Their encore expedition to Nanda Devi would be a far less glamourous outing than the first mission. As they neared Camp Four shortly before noon, snow started to pelt as they struggled onward. Bhangu was in the lead when, squinting through the blizzard, he saw trace of orange nylon fifty feet farther up. Crossing a last lip of rock, Bhangu stood atop the cramped platform that had held Camp Four.
Missing Sensor
He let his eyes run across a collapsed but intact tent. There was a butane canister nearby, as well as some utensils and dehydrated food rations strewn among rubble. He then looked to his left toward the shelf where he had secured the sensor eight months earlier. The rock shelf where he had left the boxes was completely gone, as if a massive knife had surgically severed that one corner of the slope.

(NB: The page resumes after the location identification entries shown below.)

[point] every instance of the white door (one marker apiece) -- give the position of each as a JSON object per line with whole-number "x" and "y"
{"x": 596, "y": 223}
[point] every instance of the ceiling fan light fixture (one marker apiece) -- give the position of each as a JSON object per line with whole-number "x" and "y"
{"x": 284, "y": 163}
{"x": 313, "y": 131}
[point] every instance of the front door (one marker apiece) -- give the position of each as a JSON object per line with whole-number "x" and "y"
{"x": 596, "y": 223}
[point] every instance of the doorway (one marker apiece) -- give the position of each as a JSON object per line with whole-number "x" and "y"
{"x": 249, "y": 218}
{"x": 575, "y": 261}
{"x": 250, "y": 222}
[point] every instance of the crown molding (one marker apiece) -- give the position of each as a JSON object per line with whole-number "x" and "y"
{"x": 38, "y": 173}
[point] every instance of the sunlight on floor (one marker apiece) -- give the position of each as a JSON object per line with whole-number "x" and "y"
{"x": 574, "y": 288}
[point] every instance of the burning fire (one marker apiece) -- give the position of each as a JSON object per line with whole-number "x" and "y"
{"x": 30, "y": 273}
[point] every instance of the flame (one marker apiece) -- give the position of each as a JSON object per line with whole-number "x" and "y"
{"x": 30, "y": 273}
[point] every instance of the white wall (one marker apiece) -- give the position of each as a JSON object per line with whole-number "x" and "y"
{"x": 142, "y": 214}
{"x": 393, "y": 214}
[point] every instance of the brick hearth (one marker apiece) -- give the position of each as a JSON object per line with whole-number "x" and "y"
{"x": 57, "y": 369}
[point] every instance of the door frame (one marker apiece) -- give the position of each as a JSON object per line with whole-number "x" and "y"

News of the missing nuclear generator hit New Delhi like a bombshell. That same afternoon, an emergency session was held with Mullik, Kao, and CIA officials from the US embassy. To say that Mullik and Kao were in a panic would be an understatement. Though they had kept the Indian political leadership informed of the initial operation, they knew that their necks were on the line for approving the decision to leave the generator in Nanda Devi over the winter.
Kohli firmly believed that the device had reached the glacier and melted its way to the rocky bottom. The heat from the capsules would keep the ice at bay for at least six feet in all directions. As a result, there would be no pressure on the generator itself allowing it to remain unmolested in this icy cathedral for several hundred years until the nuclear pellets died down.
(By 1969, the Indians and the Americans had installed two nuclear devices trained at China, one at Leh, and the other in the Arunachal mountains. In 1970 and 1971, the Leh sensors picked up signals of Chinese medium-range ballistic missile tests, but the real triumph came in 1973, when the sensor plucked data of the Dong Feng 5 tests from the sky. Ironically, the feat coincided with vast improvements in satellite technology. The mountaintop devices had gone the way of the dinosaur.)